Almost 60 years ago, social psychologists Leon Festinger, Henry Riecken, and Stanley Schachter famously studied
a cult, influenced by the writing of L. Ron Hubbard, that believed Earth was poised to undergo massive, imminent physical devastation. According to the group’s leader, aliens concerned with the spiritual health of humankind would swoop down to spare true believers during the rapture, transport them to the planet Clarion for some cleansing, and then deposit the humans back onto their homeland to live a life free of sin. They subsequently prosthelytized like their neighbor's lives were on the line.

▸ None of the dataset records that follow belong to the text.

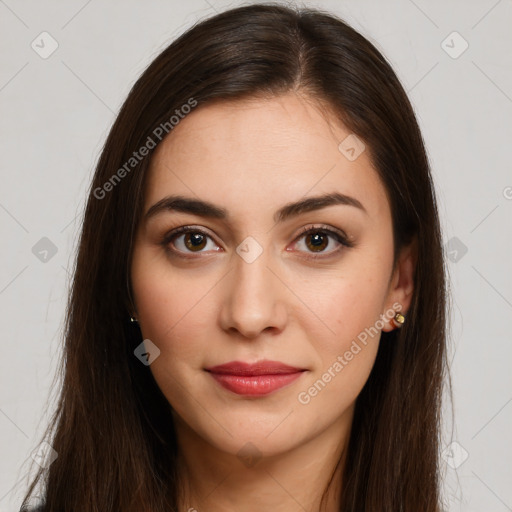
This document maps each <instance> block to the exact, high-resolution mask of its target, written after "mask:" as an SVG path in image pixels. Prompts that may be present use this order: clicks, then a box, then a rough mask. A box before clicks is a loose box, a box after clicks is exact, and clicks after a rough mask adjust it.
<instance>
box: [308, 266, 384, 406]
mask: <svg viewBox="0 0 512 512" xmlns="http://www.w3.org/2000/svg"><path fill="white" fill-rule="evenodd" d="M374 268H375V267H374ZM382 275H384V274H382ZM385 286H386V282H385V281H384V280H382V278H378V277H377V276H376V275H375V274H372V275H370V274H369V273H368V272H366V273H362V272H361V273H358V272H356V271H354V272H353V273H351V276H347V277H344V278H339V279H337V280H336V279H332V280H330V281H329V283H328V285H326V286H325V288H324V291H323V293H322V294H321V300H320V301H318V300H317V301H316V309H315V312H316V313H317V315H318V317H319V318H320V319H321V320H322V321H319V320H318V319H317V318H315V317H313V316H312V315H304V316H302V318H303V319H304V320H303V324H302V330H303V331H304V332H305V333H306V335H307V336H308V338H309V340H310V343H311V345H312V346H313V347H314V350H315V352H316V354H315V355H316V361H317V364H316V365H315V368H314V372H312V373H311V375H310V378H309V379H308V380H307V382H306V383H305V385H304V386H303V387H302V392H303V393H304V394H303V395H301V396H299V402H300V403H302V404H306V403H309V401H311V402H313V401H314V402H315V404H316V405H315V408H316V407H319V408H320V409H322V408H324V407H325V408H326V409H328V408H332V414H336V413H339V412H340V411H342V410H344V409H346V408H347V407H348V406H349V405H350V404H351V403H352V402H353V401H354V400H355V399H356V398H357V396H358V394H359V393H360V391H361V389H362V387H363V386H364V384H365V382H366V380H367V379H368V376H369V374H370V372H371V369H372V366H373V364H374V362H375V358H376V355H377V350H378V346H379V341H380V331H381V329H382V324H381V322H380V319H381V317H380V315H381V314H382V313H383V311H382V310H381V306H382V302H383V297H384V295H385ZM334 404H336V405H334ZM333 405H334V407H333ZM320 409H319V410H320Z"/></svg>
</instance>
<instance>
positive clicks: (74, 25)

The motivation for Festinger’s research was to figure out why people stayed committed to the cult’s teachings after its major prognostication failed to come true. (The short answer was that each member was too pot committed individually -- having in many cases left jobs, moved, and been ostracized by family members -- to throw in the towel.) But during the course of their interviews, the psychologists also determined that most adherents joined the group because they were sad, troubled people who had gained little relief from more traditional coping mechanisms. Kenneth I. Pargament summarized
some of their findings in his 1997 book on the psychology of religion: One woman, Daisy, had been troubled by terrifying nightmares and fantasies of loves ones stabbed, cut, and dismembered. Attempts to eliminate her obsessions through support from her husband, changes in her daily activities, a vacation, will power, and prayer had failed. Another woman, Bertha, had struggled with infertility in her marriage of 20 years. She had become disillusioned with the Roman Catholic church, and had drifted from job to job until she became a beautician. For both of these women as well as their fellow group members, involvement in the beliefs and practices of the cult provided a way to achieve significance of various kinds: a sense of hope in the future, feelings of worth and importance, a sense of meaning in life, or feelings of spiritual connectedness.
In its disturbing recap
of the movement this morning, the New York Times
’ quotes an Oregon State professor who comments, accurately, that Americans are “looking for some authoritative answers in an era of great social, political, economic, as well as natural, upheaval.” Just this week, Harris Interactive produced a poll that showed, once again
, Americans are rapidly losing faith
in their dominant institutions. It’s pretty nuts to assume Doomsday is upon us. But when everything else seems like it’s going to shit, can we really blame the religiously eccentric for thinking the planet is next?